With Holyrood pledging to almost double the number of nursery hours children receive by 2020, Councillor Gregor Murray says Dundee faces challenges to make sure the city is ready.
The council’s convener of children and families services told the Tele: “When I started, children got 450 free hours a year, which is now 600 hours — and by 2020 it will be 1,140.
“So it’s nearly doubling again after we had already put it up by 150 hours. It’s a huge leap forward in terms of what parents can expect, how many nurseries and nursery teachers we need and how many early years practitioners we’ll have.
“We will need some more new nurseries and more staff.
“It’s for all three and four-year-olds and some two-year-olds.
“Not every parent is going to want their two-year-old child at nursery all day so we need to remain flexible and offer choice.
“It’s not a huge timescale, three years, so that is a huge amount of work for us.
“However it definitely is achievable.
“We did the expansion before from 450 to 600 hours.
“This is a bigger step but because we already made that one big leap, we have experience of it already.”
Councillor Murray said many of the school buildings in construction across the city would help meet the demand, as well as addressing schools which are at — and in some cases, over —capacity, in terms of student numbers.
The councillor said: “Ballumbie is an example, in Whitfield. It’s sitting with about 200 empty spaces at the moment — purposely built that size as when it was built there were no houses around it, but now there are.

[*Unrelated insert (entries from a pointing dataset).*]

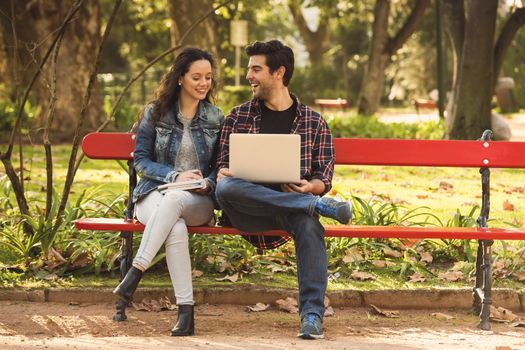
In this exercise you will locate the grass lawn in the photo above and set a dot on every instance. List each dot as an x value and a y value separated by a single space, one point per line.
442 190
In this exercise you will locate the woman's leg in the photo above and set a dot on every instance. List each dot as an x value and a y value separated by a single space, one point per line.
198 210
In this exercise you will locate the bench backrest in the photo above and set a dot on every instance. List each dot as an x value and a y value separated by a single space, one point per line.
440 153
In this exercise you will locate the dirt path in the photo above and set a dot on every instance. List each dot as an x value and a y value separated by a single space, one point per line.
26 325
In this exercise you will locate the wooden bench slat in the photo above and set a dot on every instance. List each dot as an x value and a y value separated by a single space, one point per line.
107 224
356 151
440 153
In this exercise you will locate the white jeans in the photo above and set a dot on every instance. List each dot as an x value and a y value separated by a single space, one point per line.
166 217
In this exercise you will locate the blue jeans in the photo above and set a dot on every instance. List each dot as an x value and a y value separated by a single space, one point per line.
255 208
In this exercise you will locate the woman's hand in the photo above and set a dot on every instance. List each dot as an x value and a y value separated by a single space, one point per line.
194 174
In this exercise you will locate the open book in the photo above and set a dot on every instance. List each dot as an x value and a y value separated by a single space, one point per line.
183 185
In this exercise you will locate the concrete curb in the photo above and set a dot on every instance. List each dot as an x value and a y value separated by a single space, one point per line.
249 295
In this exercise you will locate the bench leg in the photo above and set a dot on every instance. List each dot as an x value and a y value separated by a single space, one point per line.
483 291
125 264
476 297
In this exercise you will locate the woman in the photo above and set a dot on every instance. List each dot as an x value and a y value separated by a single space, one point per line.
176 141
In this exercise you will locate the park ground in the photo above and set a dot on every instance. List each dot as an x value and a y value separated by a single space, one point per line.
33 325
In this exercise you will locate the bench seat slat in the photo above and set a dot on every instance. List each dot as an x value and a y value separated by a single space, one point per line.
440 153
106 224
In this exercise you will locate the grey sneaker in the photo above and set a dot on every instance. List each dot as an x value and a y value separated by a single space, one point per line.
331 208
311 327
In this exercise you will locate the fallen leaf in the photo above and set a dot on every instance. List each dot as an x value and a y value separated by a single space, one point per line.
417 277
377 311
232 278
258 307
389 252
362 276
441 316
329 311
447 186
426 258
452 276
289 305
197 273
351 255
520 276
508 205
502 315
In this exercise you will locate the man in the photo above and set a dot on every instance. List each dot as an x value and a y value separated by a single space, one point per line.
294 208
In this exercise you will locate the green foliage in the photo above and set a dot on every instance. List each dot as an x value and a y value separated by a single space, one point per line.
342 125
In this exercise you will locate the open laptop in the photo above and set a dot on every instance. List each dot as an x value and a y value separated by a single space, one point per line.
266 158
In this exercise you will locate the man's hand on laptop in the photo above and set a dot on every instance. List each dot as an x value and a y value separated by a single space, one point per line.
313 186
194 174
223 172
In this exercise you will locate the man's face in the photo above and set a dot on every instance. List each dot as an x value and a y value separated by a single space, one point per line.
261 80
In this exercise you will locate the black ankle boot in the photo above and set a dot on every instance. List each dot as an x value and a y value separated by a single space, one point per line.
185 322
129 284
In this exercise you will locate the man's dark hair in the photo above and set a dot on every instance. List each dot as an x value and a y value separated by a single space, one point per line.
277 54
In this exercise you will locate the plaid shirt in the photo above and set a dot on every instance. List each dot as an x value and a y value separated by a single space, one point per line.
317 149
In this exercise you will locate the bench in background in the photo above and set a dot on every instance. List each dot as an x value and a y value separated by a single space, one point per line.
483 154
327 103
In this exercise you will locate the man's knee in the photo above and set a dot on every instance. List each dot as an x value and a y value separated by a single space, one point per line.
225 188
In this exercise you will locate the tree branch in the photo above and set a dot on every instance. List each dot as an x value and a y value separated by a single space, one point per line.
178 45
509 30
410 25
85 102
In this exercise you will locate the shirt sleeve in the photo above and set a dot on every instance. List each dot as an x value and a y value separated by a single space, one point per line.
323 156
223 161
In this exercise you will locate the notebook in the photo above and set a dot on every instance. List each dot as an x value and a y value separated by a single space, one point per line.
266 158
183 185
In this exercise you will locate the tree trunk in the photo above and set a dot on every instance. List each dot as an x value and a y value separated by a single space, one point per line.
471 113
374 75
382 48
183 13
75 58
316 43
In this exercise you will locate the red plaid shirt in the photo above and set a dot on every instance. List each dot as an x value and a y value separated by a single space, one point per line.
317 149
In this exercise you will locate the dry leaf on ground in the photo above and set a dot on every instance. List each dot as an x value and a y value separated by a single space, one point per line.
258 307
441 316
377 311
362 276
447 186
197 273
508 206
289 305
426 257
417 277
452 276
520 276
500 314
389 252
232 278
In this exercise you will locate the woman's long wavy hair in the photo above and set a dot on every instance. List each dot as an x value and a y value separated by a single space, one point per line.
169 89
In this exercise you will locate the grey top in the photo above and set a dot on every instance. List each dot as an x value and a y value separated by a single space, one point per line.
187 156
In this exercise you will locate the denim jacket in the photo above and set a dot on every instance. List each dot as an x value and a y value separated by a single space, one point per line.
158 142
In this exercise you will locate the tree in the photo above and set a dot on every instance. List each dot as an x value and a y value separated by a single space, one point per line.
316 42
477 61
26 31
382 48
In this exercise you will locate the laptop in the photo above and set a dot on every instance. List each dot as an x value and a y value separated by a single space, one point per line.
266 158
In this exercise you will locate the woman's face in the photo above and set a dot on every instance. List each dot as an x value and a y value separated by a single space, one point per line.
197 81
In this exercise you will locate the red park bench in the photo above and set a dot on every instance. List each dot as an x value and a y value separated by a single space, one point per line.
328 103
483 154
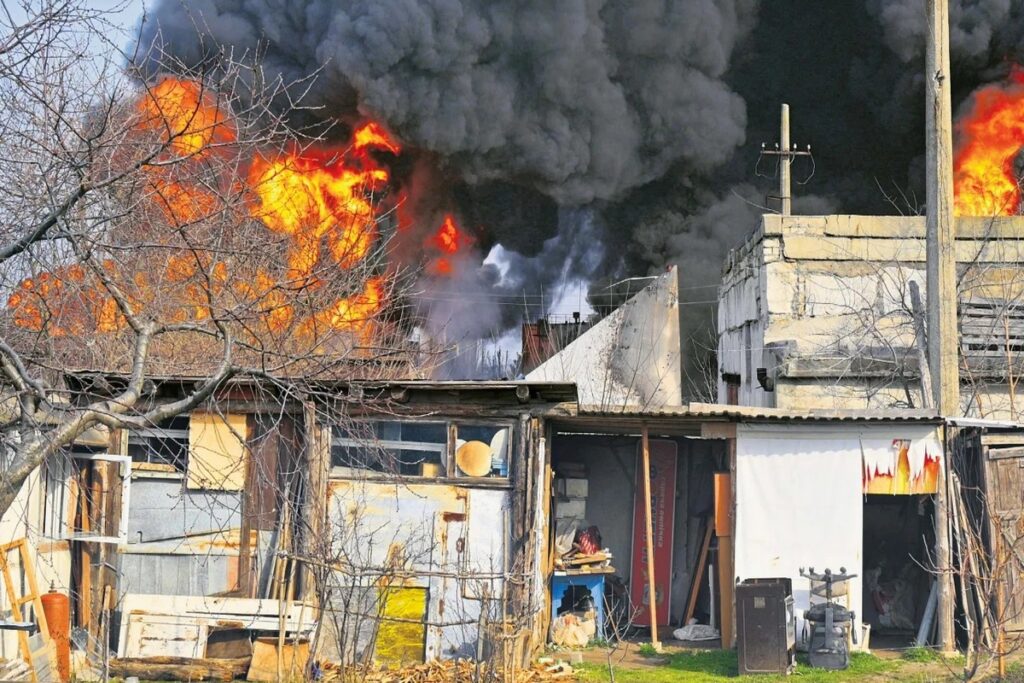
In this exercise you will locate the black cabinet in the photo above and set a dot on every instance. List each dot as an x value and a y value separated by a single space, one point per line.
766 626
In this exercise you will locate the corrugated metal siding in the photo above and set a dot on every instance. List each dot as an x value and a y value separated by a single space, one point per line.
706 411
165 509
175 574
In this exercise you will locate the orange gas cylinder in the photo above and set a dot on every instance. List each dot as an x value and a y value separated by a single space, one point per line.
56 607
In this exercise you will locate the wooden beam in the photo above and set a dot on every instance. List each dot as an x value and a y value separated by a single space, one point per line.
691 604
649 540
723 528
180 669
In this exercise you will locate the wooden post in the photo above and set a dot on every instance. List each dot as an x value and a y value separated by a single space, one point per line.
999 574
723 528
649 540
784 162
941 275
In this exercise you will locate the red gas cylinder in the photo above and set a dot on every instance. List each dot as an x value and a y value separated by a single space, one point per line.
56 607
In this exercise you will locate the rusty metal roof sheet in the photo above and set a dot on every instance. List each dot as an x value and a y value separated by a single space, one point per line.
742 413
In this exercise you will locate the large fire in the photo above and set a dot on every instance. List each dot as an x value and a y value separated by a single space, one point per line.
990 137
325 202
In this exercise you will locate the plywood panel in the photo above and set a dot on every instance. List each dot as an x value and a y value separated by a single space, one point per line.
217 452
402 641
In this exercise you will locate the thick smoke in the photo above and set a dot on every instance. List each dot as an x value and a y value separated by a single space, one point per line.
649 113
581 99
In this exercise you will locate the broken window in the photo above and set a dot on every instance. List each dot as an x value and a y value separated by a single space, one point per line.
164 446
481 451
216 452
88 497
412 449
421 449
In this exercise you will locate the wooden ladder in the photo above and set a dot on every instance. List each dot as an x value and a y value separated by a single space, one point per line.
44 653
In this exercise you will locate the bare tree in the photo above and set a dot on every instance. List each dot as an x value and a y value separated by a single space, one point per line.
160 225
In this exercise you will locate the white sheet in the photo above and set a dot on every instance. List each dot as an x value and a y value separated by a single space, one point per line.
799 505
799 500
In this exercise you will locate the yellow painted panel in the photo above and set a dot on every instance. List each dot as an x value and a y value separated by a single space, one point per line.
217 452
401 642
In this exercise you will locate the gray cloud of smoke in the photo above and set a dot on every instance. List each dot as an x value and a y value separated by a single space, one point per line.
648 112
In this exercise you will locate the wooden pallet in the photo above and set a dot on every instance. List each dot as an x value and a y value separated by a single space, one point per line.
37 650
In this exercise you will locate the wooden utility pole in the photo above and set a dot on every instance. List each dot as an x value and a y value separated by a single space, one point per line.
785 152
941 279
785 162
649 539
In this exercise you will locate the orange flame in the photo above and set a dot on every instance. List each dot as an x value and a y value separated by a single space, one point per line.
313 196
991 137
323 200
448 240
185 115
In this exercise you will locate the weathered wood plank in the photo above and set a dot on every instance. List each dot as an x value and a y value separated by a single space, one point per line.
177 669
1003 438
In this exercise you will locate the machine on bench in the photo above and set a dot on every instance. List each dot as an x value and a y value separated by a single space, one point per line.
829 623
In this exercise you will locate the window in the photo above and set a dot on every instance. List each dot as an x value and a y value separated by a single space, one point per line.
79 488
413 449
165 445
421 449
481 451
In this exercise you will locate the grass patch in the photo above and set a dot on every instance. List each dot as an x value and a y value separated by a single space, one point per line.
721 666
919 653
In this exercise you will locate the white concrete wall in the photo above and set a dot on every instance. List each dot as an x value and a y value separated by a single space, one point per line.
631 357
835 291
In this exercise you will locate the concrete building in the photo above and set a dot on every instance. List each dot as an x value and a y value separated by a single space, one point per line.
815 311
631 357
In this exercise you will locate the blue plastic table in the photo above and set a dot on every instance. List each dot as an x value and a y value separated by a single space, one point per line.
562 581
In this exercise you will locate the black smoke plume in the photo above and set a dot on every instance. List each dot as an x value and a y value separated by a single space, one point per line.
644 117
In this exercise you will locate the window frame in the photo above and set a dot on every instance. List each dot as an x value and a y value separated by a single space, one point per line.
179 469
126 475
450 474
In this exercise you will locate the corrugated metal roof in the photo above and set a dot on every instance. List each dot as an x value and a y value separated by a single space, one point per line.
698 411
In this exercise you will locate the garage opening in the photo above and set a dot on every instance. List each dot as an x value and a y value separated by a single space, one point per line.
599 564
899 534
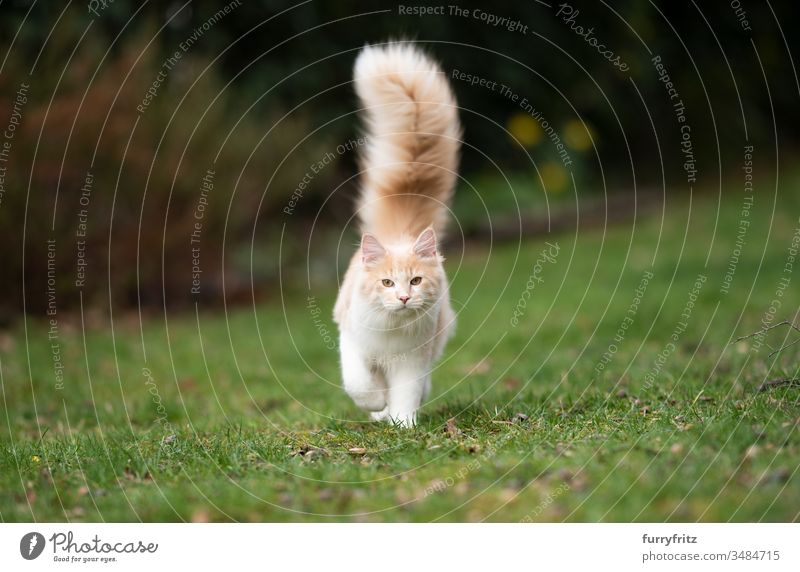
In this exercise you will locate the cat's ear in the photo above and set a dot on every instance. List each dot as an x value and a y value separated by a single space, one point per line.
371 249
425 246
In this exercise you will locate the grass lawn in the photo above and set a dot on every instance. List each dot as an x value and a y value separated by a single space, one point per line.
605 397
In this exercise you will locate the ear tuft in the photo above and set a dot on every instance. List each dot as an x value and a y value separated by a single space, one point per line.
371 249
425 246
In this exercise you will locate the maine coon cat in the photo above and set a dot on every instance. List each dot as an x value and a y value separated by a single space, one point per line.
393 309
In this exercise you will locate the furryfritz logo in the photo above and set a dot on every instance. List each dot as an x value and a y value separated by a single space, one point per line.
31 545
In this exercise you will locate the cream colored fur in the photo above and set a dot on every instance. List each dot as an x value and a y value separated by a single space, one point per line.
393 308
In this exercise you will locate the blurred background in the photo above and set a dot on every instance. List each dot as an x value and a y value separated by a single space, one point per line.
163 154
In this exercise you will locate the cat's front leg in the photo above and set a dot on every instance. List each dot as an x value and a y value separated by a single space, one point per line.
406 389
361 383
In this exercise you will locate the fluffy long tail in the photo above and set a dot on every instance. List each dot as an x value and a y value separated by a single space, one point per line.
413 138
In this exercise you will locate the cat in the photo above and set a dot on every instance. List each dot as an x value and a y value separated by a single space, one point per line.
393 309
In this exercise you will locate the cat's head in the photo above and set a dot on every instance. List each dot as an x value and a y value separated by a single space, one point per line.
403 278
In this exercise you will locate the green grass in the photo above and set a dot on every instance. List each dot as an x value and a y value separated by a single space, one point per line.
257 428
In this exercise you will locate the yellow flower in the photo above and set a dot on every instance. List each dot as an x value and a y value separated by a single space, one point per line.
554 177
578 135
525 129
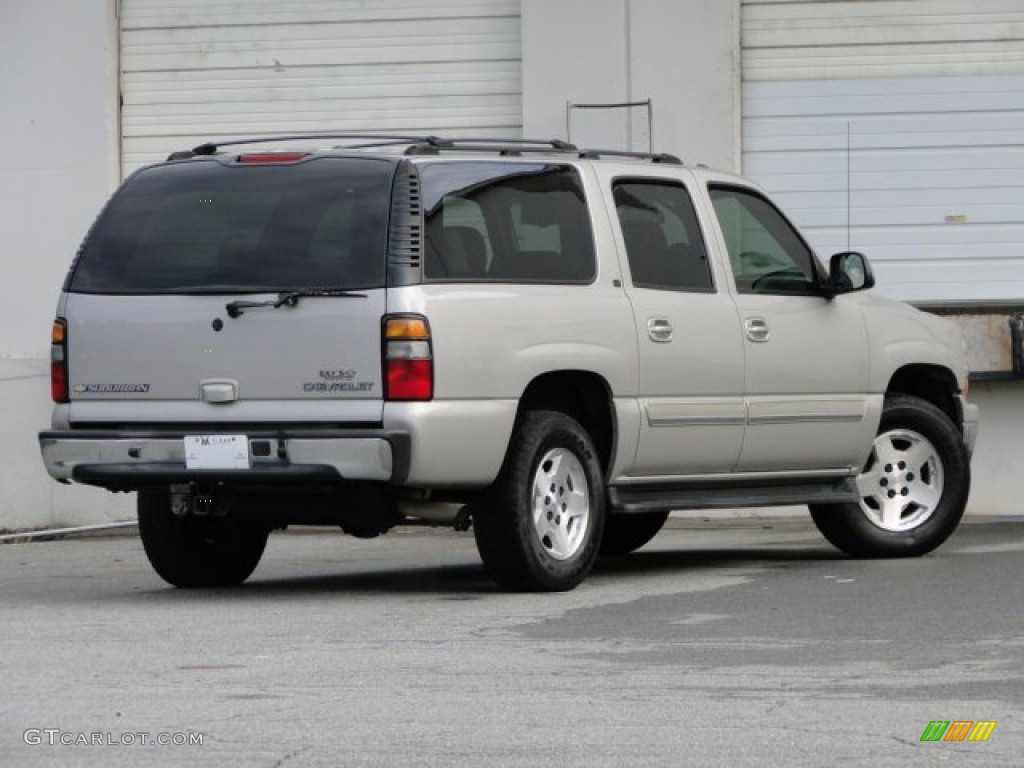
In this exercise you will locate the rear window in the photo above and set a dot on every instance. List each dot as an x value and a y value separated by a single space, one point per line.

“I would say perhaps opposition councillors can be a bit critical in terms of school capacities.
“There’s no getting away from the fact that some of the schools in Dundee were built too small, like Craigowl or Claypotts Castle.
“But it was the Labour Party that built them so I agree with the Labour councillors that those schools were too small.
“We’ve inherited the problem, and we’re doing all we can to fix it by changing catchment areas, for example. This administration plans ahead.”